A Nicosie, le porte-parole du gouvernement Kypros Chrysostomides a dit à la presse, selon l'agence grecque ANA, que le projet de déclaration de la Présidence britannique était « inacceptable et absolument pas satisfaisant ». Le ministre des Affaires étrangères George Iacovou a renchéri: ce document est « déséquilibré et inadéquat », et il faut espérer que le nouveau texte qui devait être présenté jeudi à Newport serait plus équilibré et tiendra compte de ce qu'ont déclaré les Représentants permanents de Chypre, de la France et d'autres pays (dont la Grèce: NDLR) lors de la réunion du Coreper, mercredi à Bruxelles. Si le texte de Newport n'est pas satisfaisant, alors « le cadre de négociation de l'UE pour la Turquie ne sera pas examiné », a mis en garde M. Chrysostomides.

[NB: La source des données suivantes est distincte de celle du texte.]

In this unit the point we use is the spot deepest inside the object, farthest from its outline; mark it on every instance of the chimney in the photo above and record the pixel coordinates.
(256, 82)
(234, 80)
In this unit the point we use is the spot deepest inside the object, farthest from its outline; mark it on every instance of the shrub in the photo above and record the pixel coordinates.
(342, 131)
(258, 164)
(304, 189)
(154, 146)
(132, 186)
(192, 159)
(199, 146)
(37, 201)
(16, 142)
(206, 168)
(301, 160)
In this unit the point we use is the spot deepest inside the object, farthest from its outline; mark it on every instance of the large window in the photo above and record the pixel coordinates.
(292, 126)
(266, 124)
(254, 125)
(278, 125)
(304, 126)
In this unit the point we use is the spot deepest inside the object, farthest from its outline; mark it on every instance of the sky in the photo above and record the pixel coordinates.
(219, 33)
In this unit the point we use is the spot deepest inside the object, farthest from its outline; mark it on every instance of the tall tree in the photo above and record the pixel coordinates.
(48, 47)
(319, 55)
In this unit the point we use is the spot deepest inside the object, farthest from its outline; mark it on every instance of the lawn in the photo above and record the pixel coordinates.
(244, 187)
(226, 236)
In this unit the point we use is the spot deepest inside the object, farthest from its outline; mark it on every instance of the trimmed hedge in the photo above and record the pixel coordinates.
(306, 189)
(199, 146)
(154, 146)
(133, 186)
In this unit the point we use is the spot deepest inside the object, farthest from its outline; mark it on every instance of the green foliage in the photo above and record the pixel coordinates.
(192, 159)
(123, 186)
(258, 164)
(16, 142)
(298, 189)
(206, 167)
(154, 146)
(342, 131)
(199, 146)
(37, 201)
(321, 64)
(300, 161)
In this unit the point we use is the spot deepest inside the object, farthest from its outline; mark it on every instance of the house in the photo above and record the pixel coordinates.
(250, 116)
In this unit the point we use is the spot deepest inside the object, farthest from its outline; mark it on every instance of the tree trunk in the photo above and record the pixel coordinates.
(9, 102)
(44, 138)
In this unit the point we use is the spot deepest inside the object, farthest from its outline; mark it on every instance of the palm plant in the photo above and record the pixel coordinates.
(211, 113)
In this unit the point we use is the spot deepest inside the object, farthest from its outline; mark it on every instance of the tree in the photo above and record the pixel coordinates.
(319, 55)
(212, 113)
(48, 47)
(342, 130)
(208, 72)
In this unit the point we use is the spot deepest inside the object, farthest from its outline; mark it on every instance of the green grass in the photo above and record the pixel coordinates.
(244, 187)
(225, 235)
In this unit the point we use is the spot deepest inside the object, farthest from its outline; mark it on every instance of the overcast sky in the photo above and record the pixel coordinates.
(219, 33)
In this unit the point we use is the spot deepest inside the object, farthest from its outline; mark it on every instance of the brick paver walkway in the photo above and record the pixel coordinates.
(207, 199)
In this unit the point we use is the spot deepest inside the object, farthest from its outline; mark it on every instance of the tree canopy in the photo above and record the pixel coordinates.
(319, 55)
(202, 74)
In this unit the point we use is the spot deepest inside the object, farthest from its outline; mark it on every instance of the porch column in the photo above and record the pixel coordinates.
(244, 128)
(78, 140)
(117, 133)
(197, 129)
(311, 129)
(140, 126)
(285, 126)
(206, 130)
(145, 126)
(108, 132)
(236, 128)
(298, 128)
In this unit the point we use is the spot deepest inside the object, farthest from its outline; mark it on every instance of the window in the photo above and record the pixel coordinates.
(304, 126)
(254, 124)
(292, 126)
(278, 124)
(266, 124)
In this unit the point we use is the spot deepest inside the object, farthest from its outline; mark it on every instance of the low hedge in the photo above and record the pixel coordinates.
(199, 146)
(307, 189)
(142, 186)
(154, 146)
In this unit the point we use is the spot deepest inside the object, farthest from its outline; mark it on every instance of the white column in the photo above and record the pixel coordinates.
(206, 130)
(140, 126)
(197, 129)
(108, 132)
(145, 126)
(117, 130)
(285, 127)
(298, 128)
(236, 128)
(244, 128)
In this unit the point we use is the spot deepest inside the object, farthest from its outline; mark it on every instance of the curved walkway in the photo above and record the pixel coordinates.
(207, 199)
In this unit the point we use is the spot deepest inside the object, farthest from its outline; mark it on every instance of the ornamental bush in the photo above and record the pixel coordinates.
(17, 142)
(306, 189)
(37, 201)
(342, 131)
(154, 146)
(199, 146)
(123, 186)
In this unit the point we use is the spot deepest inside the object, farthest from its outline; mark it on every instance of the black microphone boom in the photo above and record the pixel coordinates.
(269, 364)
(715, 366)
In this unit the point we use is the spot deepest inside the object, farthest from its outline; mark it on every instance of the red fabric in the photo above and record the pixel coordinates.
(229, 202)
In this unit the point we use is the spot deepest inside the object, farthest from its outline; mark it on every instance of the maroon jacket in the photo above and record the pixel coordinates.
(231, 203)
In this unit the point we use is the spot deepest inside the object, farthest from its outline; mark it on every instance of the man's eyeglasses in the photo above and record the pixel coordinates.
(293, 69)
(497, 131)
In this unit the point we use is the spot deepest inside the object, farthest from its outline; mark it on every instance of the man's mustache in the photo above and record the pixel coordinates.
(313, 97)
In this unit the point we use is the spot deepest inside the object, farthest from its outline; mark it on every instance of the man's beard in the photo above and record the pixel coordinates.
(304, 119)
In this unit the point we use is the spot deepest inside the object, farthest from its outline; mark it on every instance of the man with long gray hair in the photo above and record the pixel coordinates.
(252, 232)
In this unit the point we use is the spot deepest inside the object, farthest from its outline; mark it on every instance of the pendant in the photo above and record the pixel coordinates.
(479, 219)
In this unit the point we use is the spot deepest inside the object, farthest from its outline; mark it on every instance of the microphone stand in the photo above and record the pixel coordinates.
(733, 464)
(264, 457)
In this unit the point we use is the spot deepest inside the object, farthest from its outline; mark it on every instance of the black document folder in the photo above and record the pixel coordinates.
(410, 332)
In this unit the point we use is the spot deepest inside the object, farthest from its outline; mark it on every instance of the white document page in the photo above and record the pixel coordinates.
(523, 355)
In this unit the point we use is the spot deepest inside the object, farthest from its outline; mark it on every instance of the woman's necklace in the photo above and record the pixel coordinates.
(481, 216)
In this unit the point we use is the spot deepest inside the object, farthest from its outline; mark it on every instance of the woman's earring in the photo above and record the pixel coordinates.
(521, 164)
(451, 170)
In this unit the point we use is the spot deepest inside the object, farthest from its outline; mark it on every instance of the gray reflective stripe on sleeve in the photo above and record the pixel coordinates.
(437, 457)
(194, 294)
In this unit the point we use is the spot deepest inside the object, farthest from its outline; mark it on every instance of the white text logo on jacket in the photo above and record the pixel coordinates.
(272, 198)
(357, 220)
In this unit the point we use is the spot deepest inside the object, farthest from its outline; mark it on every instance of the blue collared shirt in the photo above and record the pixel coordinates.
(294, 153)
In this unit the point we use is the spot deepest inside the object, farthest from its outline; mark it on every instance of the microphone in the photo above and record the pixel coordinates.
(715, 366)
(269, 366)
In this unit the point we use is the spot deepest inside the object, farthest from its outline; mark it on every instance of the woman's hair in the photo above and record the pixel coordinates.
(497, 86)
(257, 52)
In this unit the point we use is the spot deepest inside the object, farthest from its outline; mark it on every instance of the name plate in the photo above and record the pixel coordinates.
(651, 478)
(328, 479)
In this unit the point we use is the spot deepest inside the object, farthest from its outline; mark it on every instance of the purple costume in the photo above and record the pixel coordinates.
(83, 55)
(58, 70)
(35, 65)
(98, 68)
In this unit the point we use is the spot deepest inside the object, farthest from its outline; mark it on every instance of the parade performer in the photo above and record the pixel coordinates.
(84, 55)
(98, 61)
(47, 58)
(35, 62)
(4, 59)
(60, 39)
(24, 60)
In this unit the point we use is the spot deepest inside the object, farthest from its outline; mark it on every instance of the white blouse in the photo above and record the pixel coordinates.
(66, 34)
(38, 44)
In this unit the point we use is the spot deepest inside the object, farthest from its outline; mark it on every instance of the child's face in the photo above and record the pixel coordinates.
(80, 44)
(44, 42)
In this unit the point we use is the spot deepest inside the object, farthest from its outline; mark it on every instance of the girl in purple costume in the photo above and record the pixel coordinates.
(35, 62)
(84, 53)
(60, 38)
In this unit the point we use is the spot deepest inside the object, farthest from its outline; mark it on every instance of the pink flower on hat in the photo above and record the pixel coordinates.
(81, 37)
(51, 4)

Les ministres ont aussi eu jeudi, au cours du déjeuner, une discussion sur le refus de l'Iran de prendre en considération le paquet de propositions que l'UE leur a offert le 5 août dernier en vue de le dissuader de poursuivre ses activités nucléaires sensibles (EUROPE n° 9006). Alors que l'on ne s'attendait pas à une déclaration formelle à ce sujet, l'entourage de Javier Solana soulignait jeudi après-midi la volonté des ministres d'envoyer néanmoins un « message très clair » à Téhéran: si l'Iran n'accepte pas l'« excellent » paquet européen, la récente reprise des activités nucléaires sensibles constituerait une violation de l'accord de Paris, ce qui aurait pour conséquence que l'UE soutiendrait l'Agence internationale de l'énergie atomique (AIEA) au cas où celle-ci déciderait de porter l'affaire devant le Conseil de sécurité. Il appartiendra au Conseil des gouverneurs de l'AIEA de prendre une telle décision, mais elle aura le soutien unanime de l'UE si Téhéran ne revient pas sur sa position.
A la demande de la Pologne et des pays baltes, les ministres ont aussi eu un bref échange de vues sur la situation de la minorité polonaise en Bélarus, ainsi que sur la Russie, notamment sur les accords frontaliers avec la Lettonie et l'Estonie que Moscou refuse toujours de ratifier.